カナダの生活の中でいろんな人との出会いがありました。そして、住んでいる場所や国は違っても、それぞれのところで神様に信頼し歩んでいる人々を見て、神様はどこにいても常にそばにいてくださっていると感じることができました。3週間、私たちのために色々なことを経験させてくれたホストファミリーをはじめ、出会ったすべての人々の中に神様の愛があったことを心に留め、このカナダでの経験をこれからの生活に活かしていきたいです。 お祈りします。

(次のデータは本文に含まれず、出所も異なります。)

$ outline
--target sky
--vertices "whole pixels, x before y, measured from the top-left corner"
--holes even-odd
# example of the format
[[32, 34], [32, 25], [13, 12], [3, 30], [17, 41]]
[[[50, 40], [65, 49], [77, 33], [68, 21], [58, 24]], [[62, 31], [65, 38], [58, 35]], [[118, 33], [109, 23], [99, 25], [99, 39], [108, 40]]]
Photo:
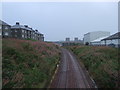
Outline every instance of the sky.
[[118, 3], [3, 2], [2, 20], [10, 25], [29, 25], [43, 33], [45, 41], [83, 39], [92, 31], [118, 31]]

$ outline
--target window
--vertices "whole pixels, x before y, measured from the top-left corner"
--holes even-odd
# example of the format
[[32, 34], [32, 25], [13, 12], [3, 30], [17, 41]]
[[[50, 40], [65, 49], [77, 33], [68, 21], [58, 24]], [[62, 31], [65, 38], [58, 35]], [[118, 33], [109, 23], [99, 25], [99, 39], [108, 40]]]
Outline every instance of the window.
[[5, 27], [5, 29], [8, 29], [8, 27]]
[[5, 32], [5, 35], [8, 36], [8, 32]]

天にいらっしゃいます神様、今日も皆と共に集い、礼拝を守れたことに感謝いたします。 今日は私たちが夏に経験したカナダ研修での体験をお話しました。無事に研修を終えられたことに感謝いたします。カナダで過ごした3週間の中で出会ったすべての人々の上にあなたのお恵みがありますように。またこの経験を私たちが活かし、これからの生活を過ごすことができますようお導き下さい。 今日一日、皆の歩みをあなたがお支え下さい。